En vue de mettre en musique tous ces projets, Guikahué entend convoquer « une journée du Secrétariat exécutif », la 176e session. « Nous allons la faire sous forme de journée, comme un mini séminaire à la Maison du parti, de 10 h à 17 h, pour faire un balayage de toutes les grandes questions et déterminer les grandes actions à mener dans les six mois et douze mois qui viennent », a-t-il détaillé. Et Guikahué de réaffirmer son autorité à la tête du Secrétariat exécutif, écartant tout hiatus entre sa structure et le Comité politique. Il a apporté un éclaircissement à une situation confuse, dans le but de dissiper un doute entre le Secrétariat exécutif et le Comité politique.

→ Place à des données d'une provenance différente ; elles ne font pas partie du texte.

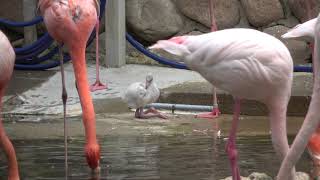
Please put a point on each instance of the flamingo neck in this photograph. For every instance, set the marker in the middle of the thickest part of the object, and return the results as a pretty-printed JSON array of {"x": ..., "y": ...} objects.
[{"x": 80, "y": 71}]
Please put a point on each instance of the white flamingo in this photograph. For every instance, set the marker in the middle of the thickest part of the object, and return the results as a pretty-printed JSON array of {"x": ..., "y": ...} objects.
[
  {"x": 248, "y": 64},
  {"x": 139, "y": 94}
]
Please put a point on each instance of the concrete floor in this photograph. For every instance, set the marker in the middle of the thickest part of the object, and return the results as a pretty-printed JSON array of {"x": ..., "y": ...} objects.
[{"x": 39, "y": 92}]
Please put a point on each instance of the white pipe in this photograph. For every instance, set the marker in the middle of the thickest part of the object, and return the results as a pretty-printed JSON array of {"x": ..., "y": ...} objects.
[{"x": 185, "y": 107}]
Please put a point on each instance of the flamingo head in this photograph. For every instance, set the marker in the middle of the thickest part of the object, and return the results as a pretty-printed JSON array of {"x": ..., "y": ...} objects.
[
  {"x": 92, "y": 152},
  {"x": 176, "y": 46}
]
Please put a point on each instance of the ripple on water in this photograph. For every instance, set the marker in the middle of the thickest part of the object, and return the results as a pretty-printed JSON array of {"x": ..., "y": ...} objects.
[{"x": 147, "y": 157}]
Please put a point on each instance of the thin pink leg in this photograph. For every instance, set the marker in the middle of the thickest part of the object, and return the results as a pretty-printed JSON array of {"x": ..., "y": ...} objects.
[
  {"x": 97, "y": 85},
  {"x": 215, "y": 110},
  {"x": 231, "y": 144}
]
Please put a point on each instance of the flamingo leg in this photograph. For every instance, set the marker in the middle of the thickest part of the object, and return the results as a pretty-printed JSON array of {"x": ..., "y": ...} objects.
[
  {"x": 215, "y": 110},
  {"x": 97, "y": 85},
  {"x": 231, "y": 144},
  {"x": 64, "y": 101},
  {"x": 145, "y": 114},
  {"x": 92, "y": 148},
  {"x": 8, "y": 148}
]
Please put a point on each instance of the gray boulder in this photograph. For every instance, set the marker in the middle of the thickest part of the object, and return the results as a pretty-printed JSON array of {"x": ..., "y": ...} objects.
[
  {"x": 151, "y": 20},
  {"x": 226, "y": 12},
  {"x": 262, "y": 12}
]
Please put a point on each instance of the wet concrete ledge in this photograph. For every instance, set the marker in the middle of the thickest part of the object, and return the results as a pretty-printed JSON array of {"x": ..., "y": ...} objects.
[
  {"x": 199, "y": 93},
  {"x": 41, "y": 91}
]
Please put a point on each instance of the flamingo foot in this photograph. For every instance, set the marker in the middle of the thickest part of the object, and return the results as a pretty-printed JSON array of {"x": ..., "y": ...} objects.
[
  {"x": 92, "y": 152},
  {"x": 145, "y": 114},
  {"x": 210, "y": 115},
  {"x": 233, "y": 158},
  {"x": 98, "y": 86}
]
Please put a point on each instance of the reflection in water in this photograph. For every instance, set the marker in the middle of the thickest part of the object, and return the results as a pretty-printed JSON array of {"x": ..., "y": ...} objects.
[{"x": 147, "y": 157}]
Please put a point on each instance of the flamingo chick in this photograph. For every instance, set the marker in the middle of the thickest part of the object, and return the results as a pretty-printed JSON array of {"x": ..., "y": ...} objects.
[
  {"x": 248, "y": 64},
  {"x": 7, "y": 58},
  {"x": 139, "y": 94}
]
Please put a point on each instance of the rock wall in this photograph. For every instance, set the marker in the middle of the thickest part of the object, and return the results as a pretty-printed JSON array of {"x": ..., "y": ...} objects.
[{"x": 151, "y": 20}]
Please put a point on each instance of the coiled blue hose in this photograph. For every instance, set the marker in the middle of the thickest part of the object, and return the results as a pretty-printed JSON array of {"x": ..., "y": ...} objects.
[{"x": 27, "y": 56}]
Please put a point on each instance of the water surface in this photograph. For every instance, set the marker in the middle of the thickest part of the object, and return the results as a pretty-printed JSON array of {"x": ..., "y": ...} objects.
[{"x": 147, "y": 157}]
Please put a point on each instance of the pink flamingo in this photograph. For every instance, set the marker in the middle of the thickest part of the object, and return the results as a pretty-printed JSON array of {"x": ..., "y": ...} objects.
[
  {"x": 248, "y": 64},
  {"x": 71, "y": 22},
  {"x": 215, "y": 110},
  {"x": 97, "y": 85},
  {"x": 307, "y": 30},
  {"x": 7, "y": 58}
]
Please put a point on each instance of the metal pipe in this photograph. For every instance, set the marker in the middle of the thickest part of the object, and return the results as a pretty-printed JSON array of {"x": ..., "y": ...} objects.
[{"x": 183, "y": 107}]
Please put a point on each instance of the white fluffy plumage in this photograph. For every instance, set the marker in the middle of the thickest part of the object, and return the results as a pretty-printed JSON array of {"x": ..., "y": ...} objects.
[{"x": 138, "y": 94}]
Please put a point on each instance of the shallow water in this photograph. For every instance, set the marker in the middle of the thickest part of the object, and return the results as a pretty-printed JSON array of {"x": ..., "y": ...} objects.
[{"x": 147, "y": 157}]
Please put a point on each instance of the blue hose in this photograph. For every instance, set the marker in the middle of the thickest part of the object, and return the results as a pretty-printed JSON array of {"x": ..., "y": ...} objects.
[{"x": 26, "y": 55}]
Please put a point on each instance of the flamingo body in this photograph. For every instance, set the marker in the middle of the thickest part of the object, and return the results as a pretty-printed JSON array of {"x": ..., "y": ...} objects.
[
  {"x": 304, "y": 31},
  {"x": 7, "y": 58},
  {"x": 71, "y": 22},
  {"x": 248, "y": 64}
]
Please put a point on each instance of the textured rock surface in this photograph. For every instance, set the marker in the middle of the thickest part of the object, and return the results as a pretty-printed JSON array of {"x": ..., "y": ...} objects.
[
  {"x": 151, "y": 20},
  {"x": 299, "y": 9},
  {"x": 226, "y": 12},
  {"x": 262, "y": 12}
]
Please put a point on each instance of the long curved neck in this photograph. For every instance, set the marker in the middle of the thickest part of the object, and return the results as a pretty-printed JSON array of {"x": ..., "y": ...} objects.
[
  {"x": 80, "y": 71},
  {"x": 312, "y": 118},
  {"x": 7, "y": 146}
]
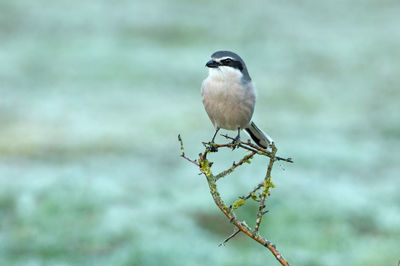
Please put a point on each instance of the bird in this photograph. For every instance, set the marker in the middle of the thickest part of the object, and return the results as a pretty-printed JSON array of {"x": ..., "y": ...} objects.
[{"x": 229, "y": 97}]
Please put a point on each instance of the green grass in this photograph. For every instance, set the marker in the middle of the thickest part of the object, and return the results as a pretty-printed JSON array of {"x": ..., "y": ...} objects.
[{"x": 94, "y": 94}]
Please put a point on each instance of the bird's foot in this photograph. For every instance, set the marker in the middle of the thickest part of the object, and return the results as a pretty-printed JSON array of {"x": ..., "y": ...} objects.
[{"x": 235, "y": 143}]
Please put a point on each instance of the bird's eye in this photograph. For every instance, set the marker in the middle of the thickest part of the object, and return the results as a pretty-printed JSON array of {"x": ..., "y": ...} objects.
[{"x": 227, "y": 61}]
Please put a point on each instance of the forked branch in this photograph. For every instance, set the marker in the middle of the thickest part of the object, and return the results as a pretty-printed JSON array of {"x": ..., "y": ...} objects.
[{"x": 205, "y": 168}]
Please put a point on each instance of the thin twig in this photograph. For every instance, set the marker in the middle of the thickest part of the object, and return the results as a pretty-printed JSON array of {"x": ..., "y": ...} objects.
[
  {"x": 183, "y": 152},
  {"x": 246, "y": 158},
  {"x": 235, "y": 232},
  {"x": 265, "y": 193},
  {"x": 205, "y": 167},
  {"x": 252, "y": 147}
]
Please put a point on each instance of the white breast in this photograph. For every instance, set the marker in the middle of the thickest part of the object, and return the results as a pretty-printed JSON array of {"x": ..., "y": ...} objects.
[{"x": 228, "y": 100}]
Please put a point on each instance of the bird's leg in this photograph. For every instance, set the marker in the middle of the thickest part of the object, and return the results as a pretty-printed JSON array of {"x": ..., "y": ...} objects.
[
  {"x": 212, "y": 147},
  {"x": 236, "y": 141}
]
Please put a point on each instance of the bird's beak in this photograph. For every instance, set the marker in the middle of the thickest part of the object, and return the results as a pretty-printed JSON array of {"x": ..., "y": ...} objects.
[{"x": 212, "y": 64}]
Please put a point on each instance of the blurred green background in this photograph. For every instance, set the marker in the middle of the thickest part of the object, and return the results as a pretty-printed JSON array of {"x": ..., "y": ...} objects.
[{"x": 94, "y": 93}]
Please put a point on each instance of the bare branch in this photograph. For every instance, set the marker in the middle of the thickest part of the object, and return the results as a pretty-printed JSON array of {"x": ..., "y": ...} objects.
[{"x": 205, "y": 168}]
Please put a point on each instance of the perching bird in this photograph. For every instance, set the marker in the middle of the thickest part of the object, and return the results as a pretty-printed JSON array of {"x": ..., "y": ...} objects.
[{"x": 229, "y": 97}]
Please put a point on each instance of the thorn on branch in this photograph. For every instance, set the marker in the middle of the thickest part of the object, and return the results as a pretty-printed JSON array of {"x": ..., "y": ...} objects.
[{"x": 205, "y": 168}]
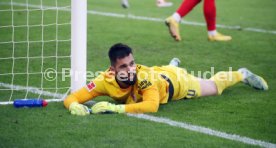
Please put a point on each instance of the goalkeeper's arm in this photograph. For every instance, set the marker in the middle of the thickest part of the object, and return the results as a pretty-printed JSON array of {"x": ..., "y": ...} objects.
[
  {"x": 150, "y": 103},
  {"x": 74, "y": 101}
]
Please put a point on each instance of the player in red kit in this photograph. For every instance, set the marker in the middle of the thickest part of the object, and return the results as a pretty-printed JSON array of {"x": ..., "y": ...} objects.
[{"x": 209, "y": 9}]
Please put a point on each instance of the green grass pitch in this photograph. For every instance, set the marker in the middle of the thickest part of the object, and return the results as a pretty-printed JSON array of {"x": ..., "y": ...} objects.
[{"x": 240, "y": 110}]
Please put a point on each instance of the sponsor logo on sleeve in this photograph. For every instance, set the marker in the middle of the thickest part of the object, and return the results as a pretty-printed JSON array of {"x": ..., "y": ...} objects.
[
  {"x": 144, "y": 84},
  {"x": 90, "y": 86}
]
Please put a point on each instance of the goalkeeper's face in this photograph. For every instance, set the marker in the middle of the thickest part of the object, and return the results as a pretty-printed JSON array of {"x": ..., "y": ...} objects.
[{"x": 125, "y": 70}]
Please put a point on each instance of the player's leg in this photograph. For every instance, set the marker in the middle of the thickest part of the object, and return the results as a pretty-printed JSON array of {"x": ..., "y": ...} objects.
[
  {"x": 173, "y": 21},
  {"x": 209, "y": 9}
]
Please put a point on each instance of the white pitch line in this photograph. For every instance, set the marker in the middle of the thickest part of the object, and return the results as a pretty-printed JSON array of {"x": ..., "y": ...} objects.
[
  {"x": 130, "y": 16},
  {"x": 187, "y": 126},
  {"x": 204, "y": 130},
  {"x": 33, "y": 90}
]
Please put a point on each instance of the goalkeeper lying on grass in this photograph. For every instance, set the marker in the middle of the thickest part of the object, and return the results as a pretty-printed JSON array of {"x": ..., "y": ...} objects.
[{"x": 142, "y": 89}]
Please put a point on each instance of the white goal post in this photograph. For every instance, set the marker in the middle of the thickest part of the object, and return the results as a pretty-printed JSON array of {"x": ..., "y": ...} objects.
[
  {"x": 78, "y": 43},
  {"x": 41, "y": 35}
]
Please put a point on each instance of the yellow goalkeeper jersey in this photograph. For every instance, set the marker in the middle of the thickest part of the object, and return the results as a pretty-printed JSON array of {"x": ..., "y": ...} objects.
[{"x": 149, "y": 90}]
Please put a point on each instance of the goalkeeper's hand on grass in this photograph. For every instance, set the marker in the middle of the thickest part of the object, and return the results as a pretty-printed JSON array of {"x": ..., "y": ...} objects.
[
  {"x": 78, "y": 109},
  {"x": 106, "y": 107}
]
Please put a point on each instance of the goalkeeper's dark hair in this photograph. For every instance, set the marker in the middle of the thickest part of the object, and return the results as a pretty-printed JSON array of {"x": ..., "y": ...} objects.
[{"x": 118, "y": 51}]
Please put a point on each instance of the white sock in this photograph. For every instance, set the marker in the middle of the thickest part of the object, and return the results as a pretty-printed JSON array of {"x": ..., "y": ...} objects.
[
  {"x": 177, "y": 17},
  {"x": 212, "y": 33}
]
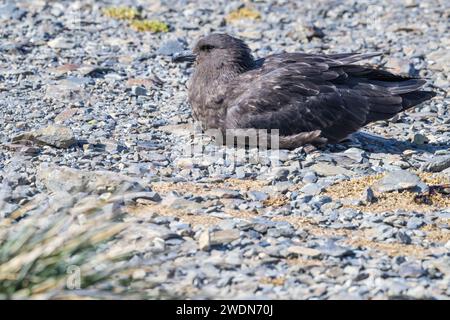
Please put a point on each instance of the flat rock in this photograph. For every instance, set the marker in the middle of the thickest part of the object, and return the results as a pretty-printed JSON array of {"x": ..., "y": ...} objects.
[
  {"x": 326, "y": 170},
  {"x": 304, "y": 251},
  {"x": 54, "y": 136},
  {"x": 57, "y": 179}
]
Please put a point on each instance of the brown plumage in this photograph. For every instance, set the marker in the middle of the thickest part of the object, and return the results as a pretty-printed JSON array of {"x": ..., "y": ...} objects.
[{"x": 310, "y": 98}]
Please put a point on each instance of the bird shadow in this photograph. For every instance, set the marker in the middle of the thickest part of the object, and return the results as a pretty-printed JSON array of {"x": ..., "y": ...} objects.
[{"x": 377, "y": 144}]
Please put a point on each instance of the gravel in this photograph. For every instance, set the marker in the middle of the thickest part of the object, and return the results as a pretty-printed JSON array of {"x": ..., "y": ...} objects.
[{"x": 90, "y": 107}]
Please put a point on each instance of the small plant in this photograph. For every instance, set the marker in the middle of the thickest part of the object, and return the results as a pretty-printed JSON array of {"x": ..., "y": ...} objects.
[
  {"x": 121, "y": 13},
  {"x": 243, "y": 13},
  {"x": 154, "y": 26},
  {"x": 135, "y": 20}
]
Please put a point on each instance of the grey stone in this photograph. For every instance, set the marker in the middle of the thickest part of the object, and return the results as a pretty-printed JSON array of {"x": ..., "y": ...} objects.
[
  {"x": 311, "y": 189},
  {"x": 437, "y": 164},
  {"x": 55, "y": 136},
  {"x": 397, "y": 180}
]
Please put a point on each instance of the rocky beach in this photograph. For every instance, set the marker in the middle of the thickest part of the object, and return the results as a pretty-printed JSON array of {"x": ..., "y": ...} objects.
[{"x": 107, "y": 190}]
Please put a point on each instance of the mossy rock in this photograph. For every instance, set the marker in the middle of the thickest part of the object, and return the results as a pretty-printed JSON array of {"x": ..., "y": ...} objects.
[
  {"x": 121, "y": 13},
  {"x": 243, "y": 13},
  {"x": 154, "y": 26}
]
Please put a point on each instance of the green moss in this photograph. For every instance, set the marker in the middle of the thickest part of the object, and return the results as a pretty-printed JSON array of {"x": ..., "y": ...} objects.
[
  {"x": 154, "y": 26},
  {"x": 243, "y": 13},
  {"x": 121, "y": 13}
]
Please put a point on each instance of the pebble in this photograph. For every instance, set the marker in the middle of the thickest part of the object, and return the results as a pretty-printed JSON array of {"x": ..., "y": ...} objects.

« On s’adresse aux nouveaux promus pour les accueillir, pour leur dire un peu l’esprit dans lequel travaille le Secrétariat exécutif. Parce que c’est au séminaire en janvier 2014, que le président Bédié a mis les balises pour organiser notre travail. Il fallait le rappeler, le dire aux nouveaux entrants et le rappeler aux anciens qui peuvent de temps en temps oublier, et ensuite leur dire qu’il y a eu des évolutions, puisque nous sommes Secrétariat exécutif, mais le président Bédié a créé trois comités. Il fallait dire aux membres du Secrétariat exécutif, comment tout cela s’insère. Et comme le président Bédié, lui-même, a été clair le 10 mai dernier, en disant que c’étaient des Commissions de réflexion pour faire un cahier des charges qu’il validerait, afin que son exécution soit mise en œuvre par le Secrétariat, il fallait que les membres du Secrétariat sachent qu’il y a d’autres groupes qui travaillent. Et comme surtout que nous sommes une cellule d’exécution des décisions du président Bédié, j’ai insisté sur les six points du discours du 10 avril 2021 », a dit le député de Gagnoa. Voilà donc que Guikahué a mis les choses à l’endroit. Pas de hiérarchie encore moins de dyarchie entre le Comité politique et le Secrétariat exécutif. La frontière entre l’organe chargé d’exécuter les décisions de Bédié et celui chargé de faire des réflexions, la ligne de démarcation est claire.